Ketevan Andronikashvili (; 1754 – 3 June 1782) was a Georgian noblewoman and the first wife of the future king George XII of Georgia. She is known for the victory of Georgian cavalry under her personal command over the Lesgian mountaineers in 1778.

Biography 
Princess Ketevan was born into the Andronikashvili family, one of the leading noble houses of the eastern Georgian kingdom of Kakheti, claiming their descent from the Byzantine Komnenos dynasty. Her father, Prince Papuna Andronikashvili, was a royal bailiff, mouravi, of the district of Kiziqi. The identity of her mother is unknown. She had three brothers, Melkisedek, Iese, and Revaz.
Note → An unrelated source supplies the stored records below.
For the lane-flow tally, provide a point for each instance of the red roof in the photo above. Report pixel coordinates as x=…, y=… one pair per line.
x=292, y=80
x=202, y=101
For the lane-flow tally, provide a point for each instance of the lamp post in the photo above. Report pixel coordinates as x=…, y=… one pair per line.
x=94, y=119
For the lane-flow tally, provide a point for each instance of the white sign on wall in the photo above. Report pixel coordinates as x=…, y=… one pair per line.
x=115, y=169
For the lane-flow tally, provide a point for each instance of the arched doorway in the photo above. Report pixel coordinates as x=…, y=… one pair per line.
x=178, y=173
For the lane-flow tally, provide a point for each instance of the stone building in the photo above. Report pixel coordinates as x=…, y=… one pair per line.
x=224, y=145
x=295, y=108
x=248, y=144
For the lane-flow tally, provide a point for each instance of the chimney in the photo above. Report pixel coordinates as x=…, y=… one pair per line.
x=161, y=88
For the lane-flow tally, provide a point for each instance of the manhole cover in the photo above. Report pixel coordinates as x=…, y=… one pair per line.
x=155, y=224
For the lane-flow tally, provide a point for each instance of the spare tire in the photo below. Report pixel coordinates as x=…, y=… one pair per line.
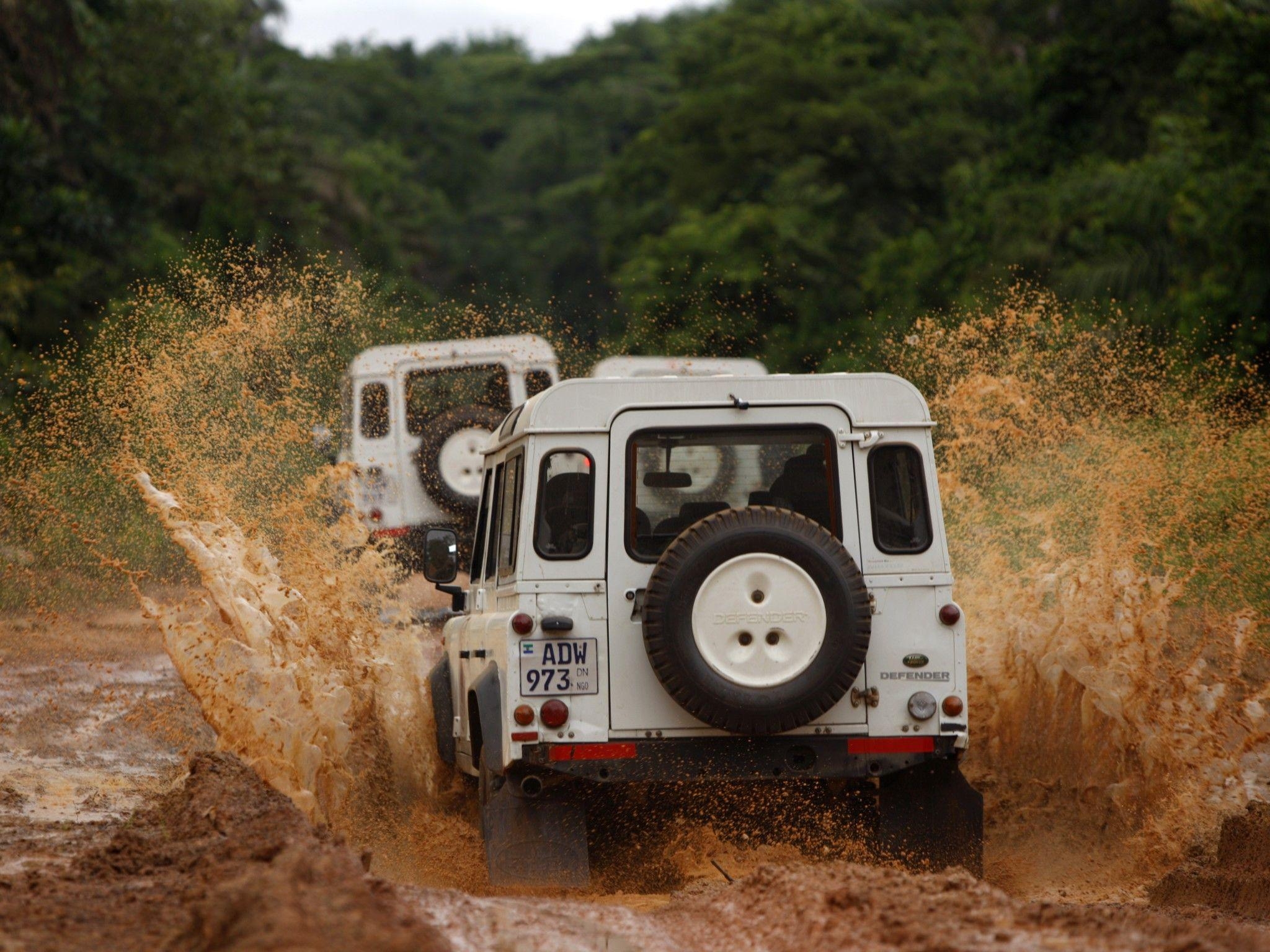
x=451, y=456
x=756, y=620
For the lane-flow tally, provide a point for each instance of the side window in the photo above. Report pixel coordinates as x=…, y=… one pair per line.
x=510, y=517
x=495, y=507
x=897, y=488
x=432, y=391
x=563, y=528
x=536, y=381
x=375, y=412
x=479, y=542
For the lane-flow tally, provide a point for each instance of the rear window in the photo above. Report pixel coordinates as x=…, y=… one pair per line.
x=375, y=412
x=566, y=506
x=897, y=490
x=681, y=477
x=438, y=389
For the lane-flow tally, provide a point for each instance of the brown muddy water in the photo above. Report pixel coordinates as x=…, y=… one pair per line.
x=216, y=734
x=123, y=829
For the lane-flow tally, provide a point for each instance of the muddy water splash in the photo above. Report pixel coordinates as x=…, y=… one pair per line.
x=1106, y=507
x=196, y=407
x=1108, y=514
x=304, y=710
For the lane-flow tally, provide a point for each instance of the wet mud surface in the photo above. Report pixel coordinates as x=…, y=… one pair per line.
x=121, y=829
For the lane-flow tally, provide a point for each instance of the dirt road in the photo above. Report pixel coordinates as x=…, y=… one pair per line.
x=111, y=837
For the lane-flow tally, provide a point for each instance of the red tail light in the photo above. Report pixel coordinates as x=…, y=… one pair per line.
x=554, y=714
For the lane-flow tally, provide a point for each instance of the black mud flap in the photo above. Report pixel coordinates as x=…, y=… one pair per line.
x=540, y=842
x=930, y=816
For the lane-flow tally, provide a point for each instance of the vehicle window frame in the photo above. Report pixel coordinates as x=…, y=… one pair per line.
x=440, y=371
x=494, y=513
x=505, y=571
x=538, y=506
x=478, y=571
x=361, y=410
x=630, y=522
x=545, y=371
x=926, y=499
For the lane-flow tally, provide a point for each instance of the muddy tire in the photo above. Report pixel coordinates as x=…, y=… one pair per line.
x=756, y=621
x=450, y=456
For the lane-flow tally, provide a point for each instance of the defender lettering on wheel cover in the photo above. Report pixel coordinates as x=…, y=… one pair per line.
x=789, y=639
x=752, y=677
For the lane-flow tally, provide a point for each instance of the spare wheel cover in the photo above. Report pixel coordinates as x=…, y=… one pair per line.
x=776, y=632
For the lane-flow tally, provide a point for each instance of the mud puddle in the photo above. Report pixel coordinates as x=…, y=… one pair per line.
x=224, y=862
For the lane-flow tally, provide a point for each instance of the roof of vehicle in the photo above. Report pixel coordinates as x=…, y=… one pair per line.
x=677, y=367
x=517, y=348
x=871, y=400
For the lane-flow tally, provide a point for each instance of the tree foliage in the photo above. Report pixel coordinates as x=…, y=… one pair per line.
x=771, y=177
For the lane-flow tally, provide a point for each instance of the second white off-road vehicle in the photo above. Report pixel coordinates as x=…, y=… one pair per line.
x=415, y=421
x=710, y=578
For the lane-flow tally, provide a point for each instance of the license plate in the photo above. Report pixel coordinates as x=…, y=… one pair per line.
x=559, y=667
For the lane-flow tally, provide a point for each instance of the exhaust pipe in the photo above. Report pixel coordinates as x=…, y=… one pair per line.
x=531, y=786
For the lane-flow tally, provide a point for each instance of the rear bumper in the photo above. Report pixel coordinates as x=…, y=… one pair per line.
x=738, y=758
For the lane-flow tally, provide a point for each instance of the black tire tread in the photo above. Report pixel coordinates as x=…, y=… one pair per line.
x=437, y=431
x=657, y=637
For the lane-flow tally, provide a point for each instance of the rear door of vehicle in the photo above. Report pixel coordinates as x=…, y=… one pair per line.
x=639, y=706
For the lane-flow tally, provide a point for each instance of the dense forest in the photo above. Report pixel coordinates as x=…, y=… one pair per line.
x=770, y=177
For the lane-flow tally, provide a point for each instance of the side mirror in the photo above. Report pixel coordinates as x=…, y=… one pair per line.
x=323, y=443
x=440, y=557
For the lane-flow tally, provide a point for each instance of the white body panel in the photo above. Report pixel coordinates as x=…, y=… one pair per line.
x=678, y=367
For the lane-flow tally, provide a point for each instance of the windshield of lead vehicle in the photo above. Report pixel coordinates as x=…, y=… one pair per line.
x=680, y=477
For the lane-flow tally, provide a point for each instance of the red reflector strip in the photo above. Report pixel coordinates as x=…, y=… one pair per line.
x=890, y=746
x=592, y=752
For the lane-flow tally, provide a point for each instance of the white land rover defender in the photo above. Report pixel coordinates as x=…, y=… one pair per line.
x=415, y=421
x=625, y=621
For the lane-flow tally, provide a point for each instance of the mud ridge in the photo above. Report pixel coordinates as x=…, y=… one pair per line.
x=1237, y=880
x=221, y=862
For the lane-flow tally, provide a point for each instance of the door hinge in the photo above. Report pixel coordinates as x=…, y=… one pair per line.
x=637, y=598
x=869, y=696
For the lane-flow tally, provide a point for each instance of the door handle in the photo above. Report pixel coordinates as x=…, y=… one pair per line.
x=864, y=438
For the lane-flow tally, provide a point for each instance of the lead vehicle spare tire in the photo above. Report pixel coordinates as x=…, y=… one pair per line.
x=450, y=457
x=756, y=621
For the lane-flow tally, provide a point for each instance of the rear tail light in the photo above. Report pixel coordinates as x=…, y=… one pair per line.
x=554, y=714
x=922, y=705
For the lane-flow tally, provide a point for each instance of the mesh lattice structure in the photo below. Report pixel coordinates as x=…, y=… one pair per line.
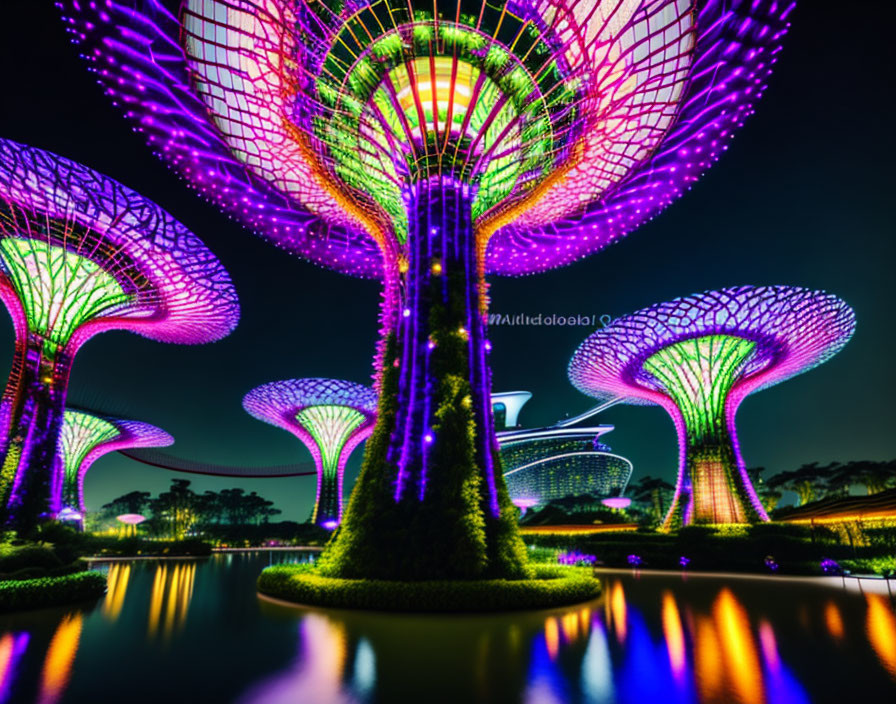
x=541, y=469
x=81, y=254
x=86, y=437
x=699, y=357
x=331, y=417
x=608, y=110
x=427, y=144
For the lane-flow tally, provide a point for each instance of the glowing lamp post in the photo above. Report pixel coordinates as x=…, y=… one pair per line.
x=129, y=523
x=426, y=145
x=85, y=437
x=699, y=357
x=330, y=417
x=81, y=254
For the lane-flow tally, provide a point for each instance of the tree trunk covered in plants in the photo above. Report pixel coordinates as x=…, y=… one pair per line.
x=31, y=474
x=430, y=501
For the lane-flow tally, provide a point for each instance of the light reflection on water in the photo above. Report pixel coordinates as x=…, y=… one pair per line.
x=200, y=624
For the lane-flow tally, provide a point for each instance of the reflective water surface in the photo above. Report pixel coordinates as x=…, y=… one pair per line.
x=195, y=631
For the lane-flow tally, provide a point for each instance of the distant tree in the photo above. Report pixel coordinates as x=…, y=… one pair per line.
x=807, y=482
x=176, y=509
x=769, y=496
x=657, y=493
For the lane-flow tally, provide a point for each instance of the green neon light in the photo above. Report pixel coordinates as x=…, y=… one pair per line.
x=364, y=72
x=698, y=374
x=59, y=290
x=80, y=433
x=330, y=426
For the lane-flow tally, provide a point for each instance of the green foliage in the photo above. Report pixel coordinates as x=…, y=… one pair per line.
x=554, y=586
x=51, y=591
x=452, y=533
x=180, y=510
x=17, y=557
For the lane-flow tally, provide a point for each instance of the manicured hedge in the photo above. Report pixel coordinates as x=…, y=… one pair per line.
x=14, y=558
x=554, y=586
x=18, y=595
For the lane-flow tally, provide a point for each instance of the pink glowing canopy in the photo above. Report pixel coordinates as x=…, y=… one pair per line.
x=646, y=95
x=791, y=330
x=172, y=288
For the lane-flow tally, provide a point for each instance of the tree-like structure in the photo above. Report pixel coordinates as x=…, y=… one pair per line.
x=331, y=417
x=85, y=437
x=81, y=254
x=427, y=144
x=699, y=357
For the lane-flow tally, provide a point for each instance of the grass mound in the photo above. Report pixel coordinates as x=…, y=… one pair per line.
x=18, y=595
x=552, y=587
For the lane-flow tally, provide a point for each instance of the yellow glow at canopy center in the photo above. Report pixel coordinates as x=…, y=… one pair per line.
x=59, y=290
x=330, y=426
x=419, y=82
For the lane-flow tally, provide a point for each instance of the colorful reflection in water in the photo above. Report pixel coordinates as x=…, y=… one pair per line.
x=116, y=587
x=60, y=656
x=172, y=590
x=649, y=638
x=881, y=627
x=12, y=646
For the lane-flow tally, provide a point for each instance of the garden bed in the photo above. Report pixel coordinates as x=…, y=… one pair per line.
x=553, y=587
x=22, y=594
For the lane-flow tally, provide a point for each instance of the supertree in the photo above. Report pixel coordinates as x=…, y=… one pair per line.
x=699, y=357
x=81, y=254
x=85, y=437
x=427, y=144
x=331, y=417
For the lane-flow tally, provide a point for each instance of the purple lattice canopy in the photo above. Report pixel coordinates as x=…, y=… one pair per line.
x=175, y=289
x=81, y=254
x=230, y=94
x=85, y=437
x=699, y=357
x=331, y=417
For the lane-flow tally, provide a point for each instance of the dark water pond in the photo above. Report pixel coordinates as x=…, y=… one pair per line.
x=195, y=631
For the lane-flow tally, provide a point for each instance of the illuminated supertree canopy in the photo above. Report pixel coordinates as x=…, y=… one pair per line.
x=428, y=144
x=330, y=417
x=85, y=437
x=81, y=254
x=699, y=357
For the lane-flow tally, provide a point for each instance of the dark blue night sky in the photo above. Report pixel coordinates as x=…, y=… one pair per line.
x=802, y=197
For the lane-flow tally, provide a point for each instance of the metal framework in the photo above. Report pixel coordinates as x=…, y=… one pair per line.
x=543, y=466
x=86, y=437
x=81, y=254
x=330, y=417
x=427, y=144
x=699, y=357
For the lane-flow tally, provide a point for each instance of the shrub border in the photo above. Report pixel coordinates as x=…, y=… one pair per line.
x=552, y=587
x=24, y=594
Princess Ketevan married George, the eldest son of King Heraclius II and heir apparent to the throne of the Kingdom of Kartli and Kakheti in 1766. The marriage helped the Andronikashvili clan, especially Ketevan's brother Revaz, advance their cause at the royal court against the rival faction patronized by Heraclius II's consort Darejan Dadiani. By 1780, Darejan's party succeeded in reducing the Andronikashvili's influence, convincing Heraclius to remove Revaz Andronikashvili from the bailiffship of Kiziqi. Years later, in 1795, Prince Revaz would prevent the Kiziqian troops from coming to aid to the beleaguered king Heraclius, desperately battling the Persians at his capital city of Tbilisi.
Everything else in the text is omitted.